国家が発行する以外の通貨の形態

 通貨は国が発行するという常識は、実はそれほど長い歴史を持っているわけではない。例えば、江戸時代、通貨は各藩が発行し、また、有力な商人は地域で通用する通貨を発行していた。両替商は、このような複雑な通貨の交換を行うことで利益をあげていたわけだ。今の通貨、円が登場したのは、明治になってからで、円以外の通貨を使うことを禁止したため、日本の通貨=円、という構図ができあがった。しかし、最近、その概念は、幾つかの方向からゆらいできている。
 国が発行する通貨に対し、堂々と反旗を翻したのは地域通貨を発行した米国イサカ市である。国の政策は必ずしてもいつも正しいわけではなく、場合によってはインフレなどを起こすこともある。そのような時に、国が発行した通貨しかないと、インフレの波をそのままかぶってしまうことになるが、もし、地域通貨があれば、その通貨が流通する地域では、国の通貨とは独立した形で、経済活動を持続できるはずだ、という信念に基づいている。イサカ市で発行している通貨hourは、基本的に人が1時間働いたことに対する報酬の相場として定義されている。この通貨が脱税の手段として使われることを恐れた国は、使用禁止を訴えたが、裁判の結果、ドルとの交換レートを明示して、そのお金の流れに相当する税をきちんと納めること、という条件を満たせば、地域通貨を発行して流通してもかまわない、という判決がでた。これを受けて、全米には地域通貨を発行するところが数多く現れた。地域通貨は日本でも使っているところがあるようではあるが、あくまで小さな地域に限定されているようである。

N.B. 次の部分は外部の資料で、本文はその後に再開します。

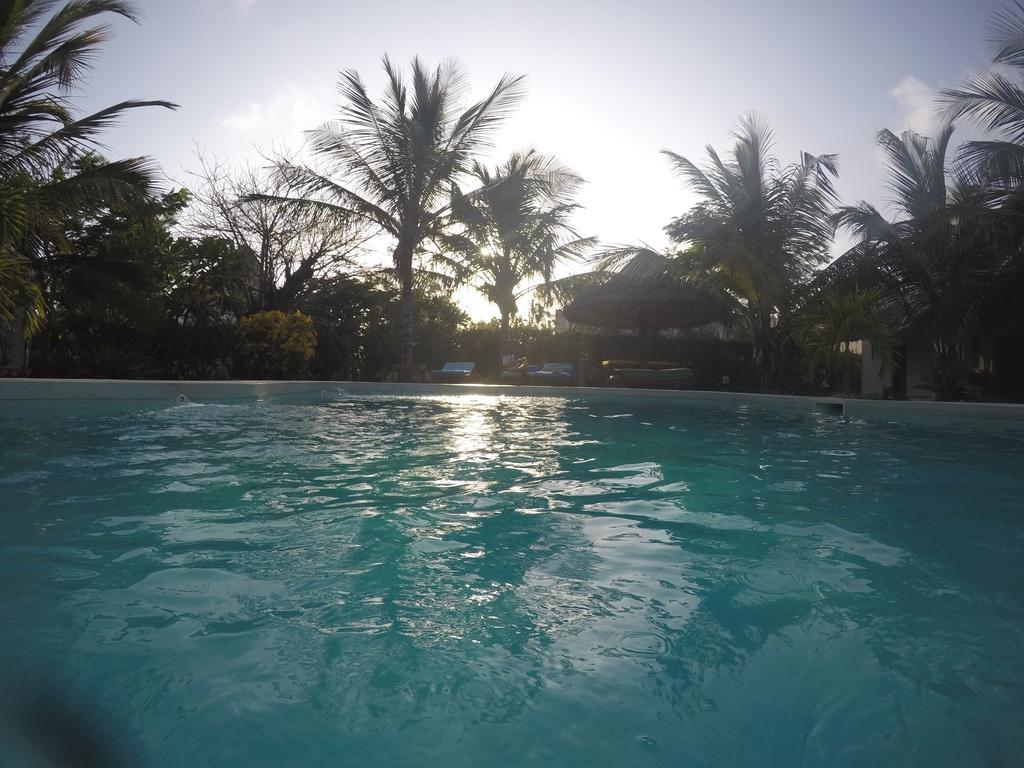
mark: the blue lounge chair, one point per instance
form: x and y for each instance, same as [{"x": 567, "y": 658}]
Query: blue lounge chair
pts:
[
  {"x": 555, "y": 373},
  {"x": 454, "y": 372}
]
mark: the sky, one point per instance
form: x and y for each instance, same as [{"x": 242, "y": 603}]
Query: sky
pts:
[{"x": 609, "y": 84}]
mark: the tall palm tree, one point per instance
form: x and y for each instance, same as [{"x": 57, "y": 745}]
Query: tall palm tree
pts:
[
  {"x": 825, "y": 323},
  {"x": 935, "y": 265},
  {"x": 994, "y": 98},
  {"x": 392, "y": 162},
  {"x": 45, "y": 52},
  {"x": 759, "y": 229},
  {"x": 515, "y": 227}
]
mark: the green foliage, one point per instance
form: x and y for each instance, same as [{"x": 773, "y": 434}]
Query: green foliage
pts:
[
  {"x": 758, "y": 231},
  {"x": 513, "y": 228},
  {"x": 824, "y": 323},
  {"x": 274, "y": 345},
  {"x": 43, "y": 56},
  {"x": 398, "y": 158}
]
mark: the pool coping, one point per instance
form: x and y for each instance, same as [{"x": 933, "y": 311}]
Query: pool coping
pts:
[{"x": 26, "y": 392}]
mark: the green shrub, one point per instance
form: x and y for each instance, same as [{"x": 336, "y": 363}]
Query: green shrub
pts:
[{"x": 274, "y": 345}]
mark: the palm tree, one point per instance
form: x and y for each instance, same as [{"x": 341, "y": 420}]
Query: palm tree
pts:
[
  {"x": 758, "y": 231},
  {"x": 392, "y": 162},
  {"x": 825, "y": 324},
  {"x": 935, "y": 265},
  {"x": 994, "y": 98},
  {"x": 40, "y": 139},
  {"x": 513, "y": 228}
]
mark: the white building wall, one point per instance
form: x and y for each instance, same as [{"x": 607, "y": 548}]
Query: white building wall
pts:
[{"x": 872, "y": 381}]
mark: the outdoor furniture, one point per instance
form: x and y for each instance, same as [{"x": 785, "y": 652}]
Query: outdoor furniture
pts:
[
  {"x": 453, "y": 373},
  {"x": 519, "y": 375},
  {"x": 666, "y": 378},
  {"x": 562, "y": 374}
]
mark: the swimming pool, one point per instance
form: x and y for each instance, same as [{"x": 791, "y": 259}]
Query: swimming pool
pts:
[{"x": 483, "y": 581}]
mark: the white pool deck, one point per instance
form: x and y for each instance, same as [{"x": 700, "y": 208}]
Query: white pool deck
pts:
[{"x": 28, "y": 397}]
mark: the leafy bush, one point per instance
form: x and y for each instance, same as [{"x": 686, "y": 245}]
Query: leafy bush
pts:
[{"x": 274, "y": 345}]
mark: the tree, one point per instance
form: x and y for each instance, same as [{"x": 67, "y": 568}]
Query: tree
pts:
[
  {"x": 996, "y": 101},
  {"x": 758, "y": 231},
  {"x": 274, "y": 345},
  {"x": 288, "y": 247},
  {"x": 935, "y": 266},
  {"x": 44, "y": 55},
  {"x": 826, "y": 323},
  {"x": 390, "y": 163},
  {"x": 516, "y": 227}
]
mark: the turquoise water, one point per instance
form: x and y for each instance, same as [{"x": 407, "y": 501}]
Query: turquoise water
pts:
[{"x": 515, "y": 582}]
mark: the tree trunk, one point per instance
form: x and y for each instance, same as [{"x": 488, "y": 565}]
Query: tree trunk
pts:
[
  {"x": 504, "y": 342},
  {"x": 406, "y": 278}
]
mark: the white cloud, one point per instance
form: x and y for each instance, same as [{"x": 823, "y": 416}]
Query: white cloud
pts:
[
  {"x": 282, "y": 118},
  {"x": 916, "y": 99}
]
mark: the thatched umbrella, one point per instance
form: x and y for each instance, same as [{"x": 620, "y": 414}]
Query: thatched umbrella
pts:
[{"x": 643, "y": 295}]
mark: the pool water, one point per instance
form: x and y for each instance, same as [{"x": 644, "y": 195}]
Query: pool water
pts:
[{"x": 483, "y": 581}]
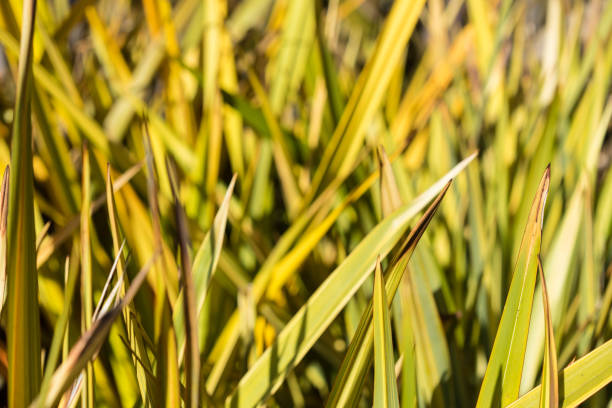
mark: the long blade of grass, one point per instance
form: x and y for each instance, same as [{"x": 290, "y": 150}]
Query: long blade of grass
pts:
[
  {"x": 549, "y": 398},
  {"x": 3, "y": 220},
  {"x": 204, "y": 266},
  {"x": 86, "y": 272},
  {"x": 358, "y": 358},
  {"x": 192, "y": 360},
  {"x": 85, "y": 349},
  {"x": 342, "y": 150},
  {"x": 385, "y": 387},
  {"x": 23, "y": 326},
  {"x": 503, "y": 375},
  {"x": 281, "y": 262},
  {"x": 312, "y": 319},
  {"x": 578, "y": 381}
]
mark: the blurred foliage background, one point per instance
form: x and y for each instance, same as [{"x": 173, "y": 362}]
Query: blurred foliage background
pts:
[{"x": 300, "y": 100}]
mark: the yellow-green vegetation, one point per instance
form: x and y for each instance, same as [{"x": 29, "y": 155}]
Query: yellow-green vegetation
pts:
[{"x": 301, "y": 203}]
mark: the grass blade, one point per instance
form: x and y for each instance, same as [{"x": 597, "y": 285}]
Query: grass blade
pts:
[
  {"x": 85, "y": 349},
  {"x": 23, "y": 330},
  {"x": 503, "y": 375},
  {"x": 192, "y": 360},
  {"x": 385, "y": 387},
  {"x": 549, "y": 397},
  {"x": 574, "y": 386},
  {"x": 358, "y": 358},
  {"x": 312, "y": 319},
  {"x": 3, "y": 219},
  {"x": 204, "y": 266}
]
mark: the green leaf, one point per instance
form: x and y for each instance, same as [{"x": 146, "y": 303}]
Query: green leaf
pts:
[
  {"x": 385, "y": 387},
  {"x": 23, "y": 324},
  {"x": 314, "y": 317},
  {"x": 549, "y": 397},
  {"x": 87, "y": 347},
  {"x": 204, "y": 266},
  {"x": 503, "y": 375},
  {"x": 357, "y": 361},
  {"x": 578, "y": 381}
]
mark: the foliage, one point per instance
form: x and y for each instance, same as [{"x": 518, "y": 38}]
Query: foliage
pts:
[{"x": 298, "y": 203}]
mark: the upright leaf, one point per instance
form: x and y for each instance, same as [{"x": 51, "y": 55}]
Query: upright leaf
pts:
[
  {"x": 3, "y": 219},
  {"x": 385, "y": 387},
  {"x": 23, "y": 326},
  {"x": 503, "y": 375},
  {"x": 358, "y": 358},
  {"x": 578, "y": 381},
  {"x": 549, "y": 398},
  {"x": 307, "y": 325}
]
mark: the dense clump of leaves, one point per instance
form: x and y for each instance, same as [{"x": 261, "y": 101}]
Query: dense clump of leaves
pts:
[{"x": 297, "y": 203}]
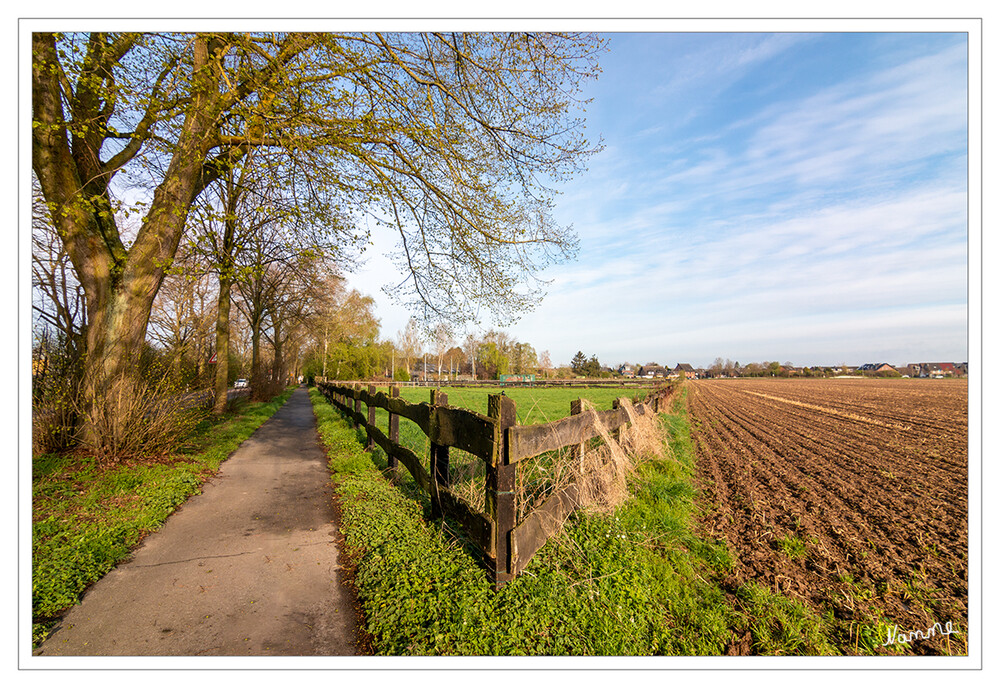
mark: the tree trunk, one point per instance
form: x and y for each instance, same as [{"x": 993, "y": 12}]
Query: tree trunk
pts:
[
  {"x": 222, "y": 345},
  {"x": 120, "y": 284}
]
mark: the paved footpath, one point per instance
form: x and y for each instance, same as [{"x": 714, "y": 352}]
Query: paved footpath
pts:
[{"x": 248, "y": 567}]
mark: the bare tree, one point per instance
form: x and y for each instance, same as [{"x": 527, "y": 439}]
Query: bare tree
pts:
[{"x": 453, "y": 139}]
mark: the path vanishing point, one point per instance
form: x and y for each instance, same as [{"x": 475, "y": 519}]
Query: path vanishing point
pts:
[{"x": 247, "y": 567}]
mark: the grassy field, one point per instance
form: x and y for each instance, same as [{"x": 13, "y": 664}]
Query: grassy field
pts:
[
  {"x": 86, "y": 519},
  {"x": 640, "y": 580}
]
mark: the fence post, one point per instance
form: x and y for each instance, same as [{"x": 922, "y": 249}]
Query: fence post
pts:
[
  {"x": 500, "y": 479},
  {"x": 576, "y": 450},
  {"x": 439, "y": 458},
  {"x": 371, "y": 420},
  {"x": 394, "y": 435}
]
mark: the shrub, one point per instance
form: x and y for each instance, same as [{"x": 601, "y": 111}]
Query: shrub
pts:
[{"x": 136, "y": 418}]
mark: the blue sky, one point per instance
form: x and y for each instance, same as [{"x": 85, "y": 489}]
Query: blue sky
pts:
[{"x": 795, "y": 197}]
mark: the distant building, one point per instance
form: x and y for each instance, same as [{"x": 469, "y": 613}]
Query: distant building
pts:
[
  {"x": 683, "y": 370},
  {"x": 651, "y": 371},
  {"x": 876, "y": 368}
]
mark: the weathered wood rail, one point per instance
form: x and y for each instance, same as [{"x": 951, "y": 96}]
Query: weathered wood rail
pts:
[{"x": 496, "y": 439}]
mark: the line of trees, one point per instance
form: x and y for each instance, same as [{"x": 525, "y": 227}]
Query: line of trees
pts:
[{"x": 237, "y": 170}]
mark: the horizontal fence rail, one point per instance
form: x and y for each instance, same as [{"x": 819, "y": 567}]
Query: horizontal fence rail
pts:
[{"x": 497, "y": 440}]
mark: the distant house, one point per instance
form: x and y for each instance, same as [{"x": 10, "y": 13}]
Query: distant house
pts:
[
  {"x": 876, "y": 368},
  {"x": 651, "y": 371},
  {"x": 683, "y": 370}
]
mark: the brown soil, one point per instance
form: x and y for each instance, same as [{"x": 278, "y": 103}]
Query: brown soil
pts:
[{"x": 871, "y": 476}]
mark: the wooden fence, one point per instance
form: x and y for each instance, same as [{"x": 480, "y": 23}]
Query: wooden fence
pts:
[{"x": 497, "y": 439}]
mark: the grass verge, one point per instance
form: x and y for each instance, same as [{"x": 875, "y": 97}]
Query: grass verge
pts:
[
  {"x": 86, "y": 519},
  {"x": 638, "y": 581}
]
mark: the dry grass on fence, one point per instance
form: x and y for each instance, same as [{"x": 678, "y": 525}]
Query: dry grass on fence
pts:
[{"x": 602, "y": 473}]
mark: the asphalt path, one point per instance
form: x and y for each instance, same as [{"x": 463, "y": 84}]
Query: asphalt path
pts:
[{"x": 248, "y": 567}]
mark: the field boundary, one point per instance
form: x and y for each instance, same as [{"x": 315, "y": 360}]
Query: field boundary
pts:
[{"x": 497, "y": 439}]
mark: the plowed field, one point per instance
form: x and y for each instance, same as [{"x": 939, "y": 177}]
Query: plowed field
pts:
[{"x": 850, "y": 495}]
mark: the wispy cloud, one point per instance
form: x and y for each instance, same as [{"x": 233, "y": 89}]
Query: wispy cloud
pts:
[{"x": 807, "y": 215}]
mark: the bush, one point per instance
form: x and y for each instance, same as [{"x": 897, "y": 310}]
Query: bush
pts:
[{"x": 134, "y": 418}]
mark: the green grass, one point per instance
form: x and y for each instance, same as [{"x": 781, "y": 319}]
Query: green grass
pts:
[
  {"x": 86, "y": 519},
  {"x": 639, "y": 581}
]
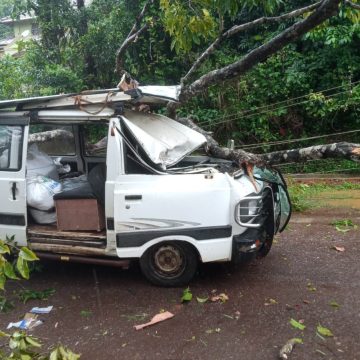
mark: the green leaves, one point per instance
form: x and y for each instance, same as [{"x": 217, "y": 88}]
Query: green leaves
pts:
[
  {"x": 324, "y": 331},
  {"x": 27, "y": 254},
  {"x": 187, "y": 295},
  {"x": 26, "y": 295},
  {"x": 22, "y": 267},
  {"x": 9, "y": 271},
  {"x": 4, "y": 248}
]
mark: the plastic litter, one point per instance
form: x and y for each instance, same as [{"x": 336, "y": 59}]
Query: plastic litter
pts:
[
  {"x": 37, "y": 310},
  {"x": 157, "y": 318},
  {"x": 61, "y": 168}
]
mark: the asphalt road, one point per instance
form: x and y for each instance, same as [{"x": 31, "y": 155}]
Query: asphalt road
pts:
[{"x": 303, "y": 278}]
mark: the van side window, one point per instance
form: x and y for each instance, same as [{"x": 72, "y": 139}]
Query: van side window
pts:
[
  {"x": 11, "y": 138},
  {"x": 95, "y": 139},
  {"x": 53, "y": 139}
]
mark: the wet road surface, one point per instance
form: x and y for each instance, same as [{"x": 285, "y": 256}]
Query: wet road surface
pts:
[{"x": 95, "y": 308}]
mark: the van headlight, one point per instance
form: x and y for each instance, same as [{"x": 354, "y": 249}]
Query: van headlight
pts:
[{"x": 247, "y": 210}]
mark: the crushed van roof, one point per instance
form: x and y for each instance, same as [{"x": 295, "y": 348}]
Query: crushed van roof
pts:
[{"x": 143, "y": 94}]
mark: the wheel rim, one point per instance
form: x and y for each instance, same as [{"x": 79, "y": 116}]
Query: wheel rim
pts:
[{"x": 169, "y": 261}]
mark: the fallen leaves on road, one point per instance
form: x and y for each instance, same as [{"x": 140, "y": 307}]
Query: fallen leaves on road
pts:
[
  {"x": 270, "y": 302},
  {"x": 202, "y": 300},
  {"x": 156, "y": 319},
  {"x": 222, "y": 297},
  {"x": 286, "y": 350},
  {"x": 334, "y": 304},
  {"x": 211, "y": 331},
  {"x": 187, "y": 295}
]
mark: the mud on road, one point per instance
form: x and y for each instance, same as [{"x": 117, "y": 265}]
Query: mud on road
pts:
[{"x": 95, "y": 308}]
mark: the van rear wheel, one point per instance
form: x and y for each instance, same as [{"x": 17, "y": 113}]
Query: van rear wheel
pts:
[{"x": 169, "y": 264}]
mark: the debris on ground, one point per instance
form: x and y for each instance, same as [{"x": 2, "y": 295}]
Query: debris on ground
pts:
[
  {"x": 297, "y": 324},
  {"x": 156, "y": 319},
  {"x": 222, "y": 297},
  {"x": 338, "y": 248},
  {"x": 324, "y": 331},
  {"x": 286, "y": 350},
  {"x": 30, "y": 319},
  {"x": 187, "y": 295},
  {"x": 45, "y": 310}
]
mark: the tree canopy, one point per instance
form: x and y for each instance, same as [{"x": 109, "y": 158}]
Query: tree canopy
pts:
[{"x": 261, "y": 70}]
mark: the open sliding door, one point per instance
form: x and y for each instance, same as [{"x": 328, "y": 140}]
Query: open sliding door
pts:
[{"x": 13, "y": 147}]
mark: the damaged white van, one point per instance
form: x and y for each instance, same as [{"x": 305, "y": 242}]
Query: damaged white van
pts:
[{"x": 91, "y": 178}]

 もう一つの最近の大きな流れは、企業が発行するポイントやマイレッジである。最近、ポイントやマイレッジの交換がかなりできるようになり、ものを買うこともできるので、これは事実上通貨と言える。昨日、電車に乗るための電子通貨システム、スイカパスモなどが2−3年後には全国で使えるようになるというニュースが流れていたが、これが実現すれば、電子通貨はますます流通が多くなることは確実だ。しかも、スイカパスモは顧客のロックイン効果を狙って、買い物をするとポイントが加算されるような仕組みなっているので、この電子通貨は、単に円を電子化したものではなく、運営する企業が通貨の発行量をコントロールできる通貨である。ポイントやマイレッジでの買い物に対してどのように課税されているのか、されていないのか、詳しくは知らないが(ご存知の方、教えて下さい)、その辺りのルールや通貨の発行量に対する制限や、万が一、運営している企業が倒産した時の処理方法など、おそらくまだまだ手薄になっている領域がかなりあると思われる。
 私が想定している企業通貨は、もし実現できれば、これらよりも大きな規模になる。というのは、国際的な企業の会計を丸ごと新しい通貨システムに乗せてしまおうという狙いなので、例えば、いきなり1年間で10兆円というような、国の予算規模から見ても無視できないようなサイズのお金の流れが想定される。企業連合を想定するなら、さらに、その数倍の規模になり、ちょっとした国家財政のレベルになる。
 バスケット型の複合通貨のひとつのメリットは、0から新しい通貨を発行するのではなく、既存の通貨の重みを付けた和として定義する点にある。つまり、例えば、0.4ドル+0.3ユーロ+35円をひとまとめにして、使うということであり、通貨の発行主体は、国である。既存の通貨を使うので、既存の通貨システムと敵対することもなく、複合通貨の発行主体の責任も、本当の通貨を発行する国ほどは重くない。あくまて、既存の外国為替市場の上に乗ったまま、ゆらぎを回避するようなシステムである。